By Johann Walker, Ph.D.

One of the most crucial times in a duck's life is the period between hatching and fledging. Research tells us that duckling survival is a close second to nesting success as the most important factor influencing the size of duck populations. Although brood ecology is not as well studied as nesting success or adult survival, we've learned that ducklings rely on a combination of camouflage, clever behavior, quality habitat, their mother's vigilant care, and a little luck to survive a multitude of dangers before fledging in mid-to-late summer.

A duck's life story actually begins before it hatches from the egg. A nesting hen lays about one egg per day until her clutch is complete, and she will incubate her eggs for about a month after the last egg is laid. Despite differences in the ages of her eggs, which can vary by as much as 10 days or more depending on the size of the clutch, all of them typically hatch within a 12-hour period. Remarkably, ducklings know when it's time to hatch by communicating with each other while still inside the egg. Toward the end of incubation, developing ducklings begin making a range of subtle sounds called "pipping."

This ensures that the ducklings will hatch at approximately the same time and that none of them will get left behind.

Ducklings use a pointed bump on the end of their bill, known as an "egg tooth," to crack open their shells. The ducklings hatch with a full set of feathers and open eyes. The hen keeps her brood warm and dry by covering them with her body and wings. Once the ducklings' fuzzy down has dried, they are ready to leave the nest. Unlike songbird hatchlings, which remain in the nest while they are fed by their parents, ducklings can feed on their own. They can also swim and dive. Within 24 to 48 hours after the ducklings hatch, the hen leads them to a nearby wetland to feed.

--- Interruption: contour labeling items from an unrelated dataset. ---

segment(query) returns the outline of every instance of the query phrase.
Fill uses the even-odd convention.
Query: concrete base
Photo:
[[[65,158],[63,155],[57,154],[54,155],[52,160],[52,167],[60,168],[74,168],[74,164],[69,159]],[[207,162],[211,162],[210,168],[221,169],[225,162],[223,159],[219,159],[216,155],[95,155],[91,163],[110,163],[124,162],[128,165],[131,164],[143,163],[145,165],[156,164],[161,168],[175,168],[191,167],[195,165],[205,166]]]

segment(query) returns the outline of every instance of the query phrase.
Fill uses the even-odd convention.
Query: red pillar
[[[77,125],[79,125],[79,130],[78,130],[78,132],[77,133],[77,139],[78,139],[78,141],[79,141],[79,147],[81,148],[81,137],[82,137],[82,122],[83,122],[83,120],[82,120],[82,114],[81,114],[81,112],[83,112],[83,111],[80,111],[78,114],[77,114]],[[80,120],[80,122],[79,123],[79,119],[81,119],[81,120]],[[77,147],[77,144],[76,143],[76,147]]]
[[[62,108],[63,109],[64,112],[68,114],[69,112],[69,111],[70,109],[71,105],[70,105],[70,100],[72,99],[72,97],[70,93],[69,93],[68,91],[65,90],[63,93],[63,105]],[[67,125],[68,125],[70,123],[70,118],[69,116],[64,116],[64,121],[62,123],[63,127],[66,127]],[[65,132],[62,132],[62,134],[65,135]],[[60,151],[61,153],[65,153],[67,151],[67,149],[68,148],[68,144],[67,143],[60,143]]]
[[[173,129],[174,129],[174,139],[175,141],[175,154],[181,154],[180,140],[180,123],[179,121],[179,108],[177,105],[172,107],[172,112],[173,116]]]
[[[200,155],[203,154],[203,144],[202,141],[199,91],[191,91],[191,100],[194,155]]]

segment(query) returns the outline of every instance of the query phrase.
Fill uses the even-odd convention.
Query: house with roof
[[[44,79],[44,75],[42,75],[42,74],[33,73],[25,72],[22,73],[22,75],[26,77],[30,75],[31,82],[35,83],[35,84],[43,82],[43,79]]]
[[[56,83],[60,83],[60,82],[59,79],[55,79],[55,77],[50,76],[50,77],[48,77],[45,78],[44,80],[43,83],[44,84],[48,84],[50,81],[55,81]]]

Duckling mortality is highest during the first two weeks after hatching, when the tiny down-covered birds are most vulnerable. During this time, ducklings are extremely secretive, relying on the natural camouflage of their down feathers and on wetland vegetation to conceal them from predators. They also depend on their mother to keep them warm in inclement weather, to lead them to good hiding places, and to distract predators that threaten them. Despite the best efforts of attentive hens, many ducklings die from exposure in cold, wet weather or are claimed by a variety of predators, including raptors such as great-horned owls and small mammals like mink.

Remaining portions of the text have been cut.